In this book, he also highlights the importance of the “do-calculus” and “directed acyclic graphs (DAGs)” in causal inference.
-
A DAG is simply a diagram containing nodes that are connected by edges (lines) with directions, and tracing these edges according to their directions should not result in a closed loop. In causal analysis, DAGs are used to represent the relationships between variables in a system, with the directed edges indicating the (assumed) direction of causation.
-
Do-calculus is a set of rules that allows us to compute the effect of an intervention on a variable in contrast to obersvation. It is kind of the difference between P(A do(B)) and P(A B).
The above two approaches and the causal inference does not simply determine the causes of an event but enriches our understanding of associations beyond mere correlation.
This work is also deeply personal; Pearl reflects on his career and the impact of his son’s tragic death on his scholarly pursuits, adding a poignant layer to his academic discussions. He critiques the resistance within the statistical community to adopt causal thinking, positioning his “causal revolution” as a necessary shift towards more meaningful data analysis.

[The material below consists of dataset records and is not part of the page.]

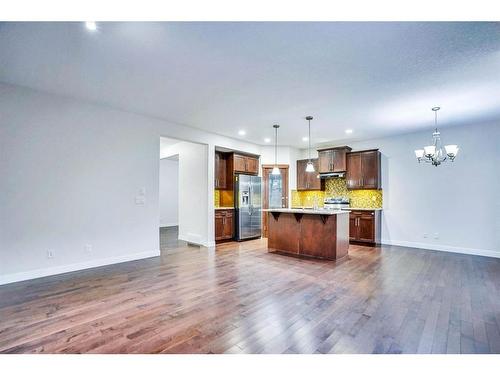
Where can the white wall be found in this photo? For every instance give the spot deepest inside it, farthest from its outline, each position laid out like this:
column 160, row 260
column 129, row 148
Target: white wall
column 193, row 186
column 70, row 174
column 169, row 192
column 458, row 201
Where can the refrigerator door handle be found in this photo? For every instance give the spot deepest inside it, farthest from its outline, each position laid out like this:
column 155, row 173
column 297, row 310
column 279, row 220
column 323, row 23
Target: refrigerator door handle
column 250, row 198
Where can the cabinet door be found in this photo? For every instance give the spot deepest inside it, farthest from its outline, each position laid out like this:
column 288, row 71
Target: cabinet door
column 228, row 225
column 353, row 175
column 313, row 180
column 366, row 227
column 252, row 165
column 220, row 171
column 219, row 225
column 239, row 163
column 325, row 161
column 216, row 170
column 370, row 162
column 353, row 226
column 338, row 159
column 301, row 175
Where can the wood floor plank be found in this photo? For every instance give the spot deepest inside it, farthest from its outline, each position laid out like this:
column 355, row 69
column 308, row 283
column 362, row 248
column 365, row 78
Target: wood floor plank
column 239, row 298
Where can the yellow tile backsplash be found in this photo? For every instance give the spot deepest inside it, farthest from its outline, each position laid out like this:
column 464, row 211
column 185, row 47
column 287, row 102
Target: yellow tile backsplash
column 336, row 187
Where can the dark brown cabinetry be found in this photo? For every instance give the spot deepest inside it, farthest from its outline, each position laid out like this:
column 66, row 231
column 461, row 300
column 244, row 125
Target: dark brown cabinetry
column 224, row 224
column 245, row 164
column 364, row 226
column 363, row 170
column 220, row 171
column 308, row 180
column 333, row 159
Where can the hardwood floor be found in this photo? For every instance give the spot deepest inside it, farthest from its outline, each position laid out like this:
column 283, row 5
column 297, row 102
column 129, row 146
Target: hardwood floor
column 241, row 299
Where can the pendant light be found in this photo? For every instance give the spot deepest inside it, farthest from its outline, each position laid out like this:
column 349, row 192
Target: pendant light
column 310, row 165
column 276, row 170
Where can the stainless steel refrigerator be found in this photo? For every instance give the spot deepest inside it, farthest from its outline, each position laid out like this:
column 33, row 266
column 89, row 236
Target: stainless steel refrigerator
column 248, row 205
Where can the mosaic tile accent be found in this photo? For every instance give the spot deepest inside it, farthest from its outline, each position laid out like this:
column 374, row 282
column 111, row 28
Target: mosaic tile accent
column 223, row 198
column 217, row 198
column 227, row 198
column 336, row 188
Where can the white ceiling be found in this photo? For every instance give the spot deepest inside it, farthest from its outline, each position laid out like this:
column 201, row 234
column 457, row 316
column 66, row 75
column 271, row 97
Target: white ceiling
column 375, row 78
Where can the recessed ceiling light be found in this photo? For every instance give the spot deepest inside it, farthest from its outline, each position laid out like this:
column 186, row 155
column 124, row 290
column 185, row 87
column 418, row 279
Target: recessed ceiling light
column 91, row 26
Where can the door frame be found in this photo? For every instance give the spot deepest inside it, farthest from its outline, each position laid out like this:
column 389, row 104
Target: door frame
column 265, row 193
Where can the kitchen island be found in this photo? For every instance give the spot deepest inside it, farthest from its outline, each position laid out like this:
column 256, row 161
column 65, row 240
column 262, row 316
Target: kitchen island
column 315, row 233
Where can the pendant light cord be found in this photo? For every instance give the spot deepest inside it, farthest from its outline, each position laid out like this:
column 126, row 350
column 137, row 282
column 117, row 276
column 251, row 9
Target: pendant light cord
column 276, row 146
column 309, row 139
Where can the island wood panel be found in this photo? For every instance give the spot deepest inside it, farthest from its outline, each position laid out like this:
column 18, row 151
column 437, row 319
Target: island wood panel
column 283, row 233
column 318, row 239
column 309, row 235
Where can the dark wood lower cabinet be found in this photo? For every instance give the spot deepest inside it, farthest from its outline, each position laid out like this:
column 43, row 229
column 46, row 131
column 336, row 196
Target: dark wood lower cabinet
column 308, row 235
column 364, row 226
column 224, row 224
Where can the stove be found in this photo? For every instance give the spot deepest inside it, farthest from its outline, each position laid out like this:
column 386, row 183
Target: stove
column 336, row 203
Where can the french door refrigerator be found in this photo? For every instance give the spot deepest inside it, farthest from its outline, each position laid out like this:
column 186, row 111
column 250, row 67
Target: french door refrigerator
column 248, row 206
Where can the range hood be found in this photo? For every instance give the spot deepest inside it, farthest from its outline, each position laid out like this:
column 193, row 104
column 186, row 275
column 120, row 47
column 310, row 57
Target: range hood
column 332, row 175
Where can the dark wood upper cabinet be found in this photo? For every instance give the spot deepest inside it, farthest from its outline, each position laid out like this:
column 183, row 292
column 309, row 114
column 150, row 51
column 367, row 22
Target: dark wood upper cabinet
column 308, row 180
column 370, row 167
column 239, row 163
column 363, row 170
column 333, row 159
column 245, row 164
column 252, row 165
column 353, row 173
column 220, row 171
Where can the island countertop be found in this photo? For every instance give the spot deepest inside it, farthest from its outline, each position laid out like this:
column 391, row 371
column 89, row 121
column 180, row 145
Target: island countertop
column 313, row 233
column 306, row 211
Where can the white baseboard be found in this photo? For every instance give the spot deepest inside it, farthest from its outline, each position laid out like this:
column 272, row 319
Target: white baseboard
column 196, row 241
column 34, row 274
column 162, row 225
column 446, row 248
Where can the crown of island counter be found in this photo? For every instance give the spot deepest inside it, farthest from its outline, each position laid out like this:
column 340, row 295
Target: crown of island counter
column 315, row 233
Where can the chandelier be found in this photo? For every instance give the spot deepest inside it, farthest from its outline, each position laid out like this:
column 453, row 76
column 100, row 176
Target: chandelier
column 435, row 154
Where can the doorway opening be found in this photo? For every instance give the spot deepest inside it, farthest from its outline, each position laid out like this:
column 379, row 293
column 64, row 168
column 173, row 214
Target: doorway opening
column 183, row 197
column 275, row 191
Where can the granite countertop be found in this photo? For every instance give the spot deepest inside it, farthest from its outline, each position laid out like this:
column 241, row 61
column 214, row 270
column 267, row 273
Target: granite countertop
column 309, row 211
column 362, row 209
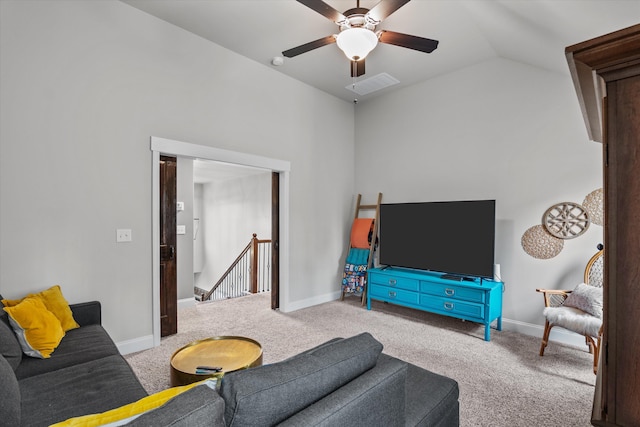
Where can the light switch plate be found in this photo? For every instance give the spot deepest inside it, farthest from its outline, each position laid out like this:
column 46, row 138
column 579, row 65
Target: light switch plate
column 123, row 235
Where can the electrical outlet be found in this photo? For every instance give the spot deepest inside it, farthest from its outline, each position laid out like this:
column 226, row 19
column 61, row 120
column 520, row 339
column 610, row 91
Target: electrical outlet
column 123, row 235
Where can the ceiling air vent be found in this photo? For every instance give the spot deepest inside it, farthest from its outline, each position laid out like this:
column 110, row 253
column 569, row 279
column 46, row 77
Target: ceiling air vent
column 373, row 84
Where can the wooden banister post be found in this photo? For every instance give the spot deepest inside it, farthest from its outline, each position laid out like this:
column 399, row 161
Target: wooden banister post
column 254, row 264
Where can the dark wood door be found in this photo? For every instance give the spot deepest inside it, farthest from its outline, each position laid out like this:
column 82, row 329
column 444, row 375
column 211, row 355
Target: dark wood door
column 275, row 240
column 168, row 256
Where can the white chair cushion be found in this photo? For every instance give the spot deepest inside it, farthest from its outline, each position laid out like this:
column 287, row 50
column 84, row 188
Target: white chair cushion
column 573, row 319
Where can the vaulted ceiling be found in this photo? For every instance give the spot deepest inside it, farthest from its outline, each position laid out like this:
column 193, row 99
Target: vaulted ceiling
column 535, row 32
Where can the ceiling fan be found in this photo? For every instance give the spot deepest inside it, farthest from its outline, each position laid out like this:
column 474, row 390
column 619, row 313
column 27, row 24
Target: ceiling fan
column 358, row 35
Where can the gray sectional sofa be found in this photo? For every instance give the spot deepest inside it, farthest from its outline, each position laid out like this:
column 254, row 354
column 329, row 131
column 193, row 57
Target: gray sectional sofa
column 343, row 382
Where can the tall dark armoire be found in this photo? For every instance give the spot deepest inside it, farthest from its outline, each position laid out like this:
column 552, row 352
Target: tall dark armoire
column 606, row 74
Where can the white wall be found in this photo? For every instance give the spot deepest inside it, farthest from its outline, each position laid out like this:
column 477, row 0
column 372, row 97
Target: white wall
column 498, row 130
column 184, row 242
column 84, row 84
column 232, row 210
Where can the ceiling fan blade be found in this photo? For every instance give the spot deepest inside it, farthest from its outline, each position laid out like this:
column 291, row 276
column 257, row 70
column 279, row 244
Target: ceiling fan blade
column 324, row 9
column 411, row 42
column 357, row 68
column 309, row 46
column 382, row 10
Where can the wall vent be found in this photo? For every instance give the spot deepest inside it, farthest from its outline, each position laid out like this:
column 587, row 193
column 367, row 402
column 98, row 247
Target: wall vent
column 372, row 84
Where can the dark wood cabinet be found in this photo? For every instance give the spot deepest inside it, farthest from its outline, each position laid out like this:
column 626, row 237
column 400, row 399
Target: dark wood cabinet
column 606, row 73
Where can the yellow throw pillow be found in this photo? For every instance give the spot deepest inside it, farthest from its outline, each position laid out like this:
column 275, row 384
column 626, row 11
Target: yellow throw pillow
column 127, row 413
column 55, row 303
column 38, row 330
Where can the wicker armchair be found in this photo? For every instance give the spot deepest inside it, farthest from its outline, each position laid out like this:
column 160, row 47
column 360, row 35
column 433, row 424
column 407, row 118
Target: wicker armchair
column 574, row 319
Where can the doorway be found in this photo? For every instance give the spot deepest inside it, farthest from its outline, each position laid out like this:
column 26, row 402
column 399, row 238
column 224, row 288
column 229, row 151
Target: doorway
column 279, row 168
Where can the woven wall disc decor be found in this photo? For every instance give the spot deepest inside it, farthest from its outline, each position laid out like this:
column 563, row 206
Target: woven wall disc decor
column 594, row 204
column 566, row 220
column 538, row 243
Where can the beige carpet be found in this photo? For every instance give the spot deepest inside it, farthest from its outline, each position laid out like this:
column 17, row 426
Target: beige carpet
column 502, row 383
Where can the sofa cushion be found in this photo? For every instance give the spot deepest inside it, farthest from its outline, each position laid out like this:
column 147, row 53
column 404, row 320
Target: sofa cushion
column 9, row 395
column 437, row 402
column 131, row 411
column 55, row 302
column 38, row 330
column 200, row 406
column 95, row 386
column 375, row 398
column 78, row 346
column 269, row 394
column 9, row 346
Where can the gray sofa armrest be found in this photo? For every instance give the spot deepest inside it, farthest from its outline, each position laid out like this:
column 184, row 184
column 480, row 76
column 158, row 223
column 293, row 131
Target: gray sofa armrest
column 199, row 406
column 377, row 397
column 87, row 313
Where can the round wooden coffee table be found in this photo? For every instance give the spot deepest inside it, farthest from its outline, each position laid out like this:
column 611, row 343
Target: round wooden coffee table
column 228, row 353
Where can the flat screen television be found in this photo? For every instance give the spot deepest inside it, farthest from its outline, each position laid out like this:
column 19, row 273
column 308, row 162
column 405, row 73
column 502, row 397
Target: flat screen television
column 456, row 237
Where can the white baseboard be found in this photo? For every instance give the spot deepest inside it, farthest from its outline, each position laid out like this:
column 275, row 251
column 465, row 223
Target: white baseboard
column 557, row 334
column 135, row 344
column 186, row 303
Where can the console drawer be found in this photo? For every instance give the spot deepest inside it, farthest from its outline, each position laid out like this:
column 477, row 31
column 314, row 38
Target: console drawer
column 447, row 305
column 393, row 294
column 452, row 291
column 395, row 282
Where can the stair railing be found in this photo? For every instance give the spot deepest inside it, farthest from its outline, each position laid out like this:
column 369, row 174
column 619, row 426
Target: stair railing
column 248, row 273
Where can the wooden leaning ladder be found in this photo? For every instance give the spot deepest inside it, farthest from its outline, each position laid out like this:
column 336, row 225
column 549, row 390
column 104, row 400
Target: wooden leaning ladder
column 360, row 207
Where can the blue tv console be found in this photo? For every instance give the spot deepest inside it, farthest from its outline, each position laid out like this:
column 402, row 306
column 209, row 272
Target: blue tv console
column 475, row 299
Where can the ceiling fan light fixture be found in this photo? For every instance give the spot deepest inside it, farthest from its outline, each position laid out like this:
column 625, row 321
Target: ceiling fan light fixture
column 356, row 43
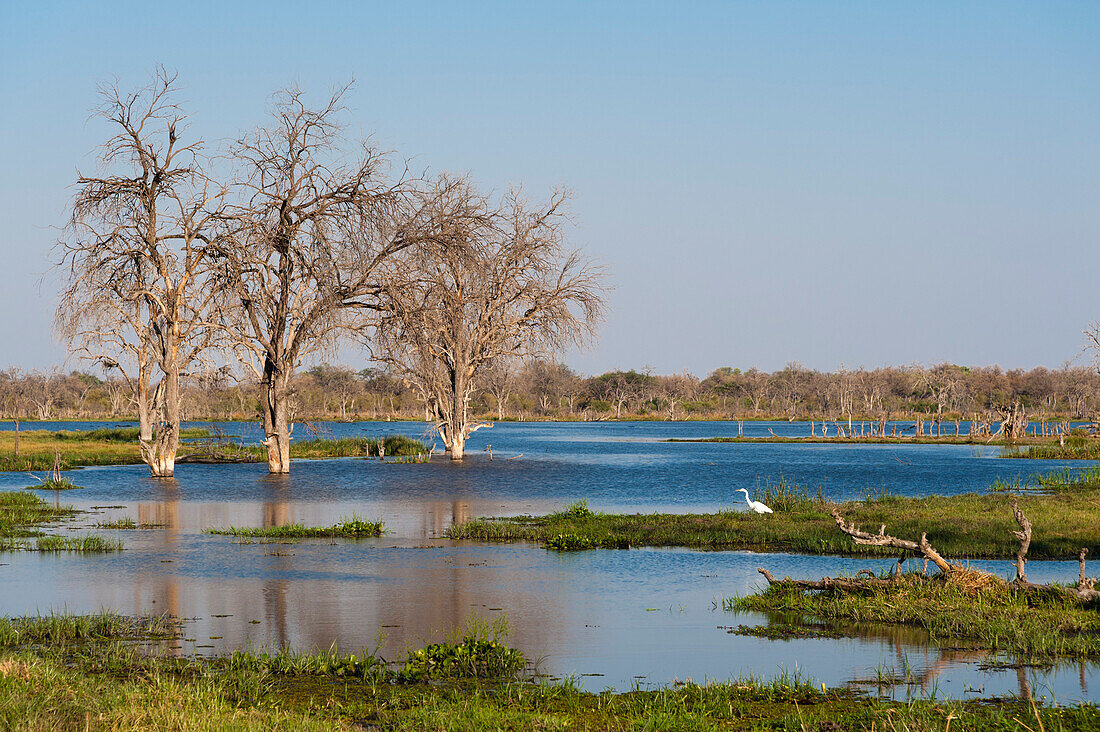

However, the book is not easy to read for those who are not familiar with the basics of statistics and probability theory. But it is also too simple for those reseachers or technologists who are already familiar with casual inference. But Pearl’s clear and engaging style makes complex concepts accessible, offering readers both a comprehensive overview of causal analysis and a compelling call to rethink how we interpret data.
Yes, and data are fundamentally dumb. You’re smarter than your data.
In practice, the causal inference is not easy to apply. I also struggled a lot with causal Inference. Over my experiences, the challenges are:
- Technicial part: high-dimensional data and the lack of understanding of the causal relationships between variables.
- Non-technical part: how to get buy-in from stakeholders and how to communicate the results to them.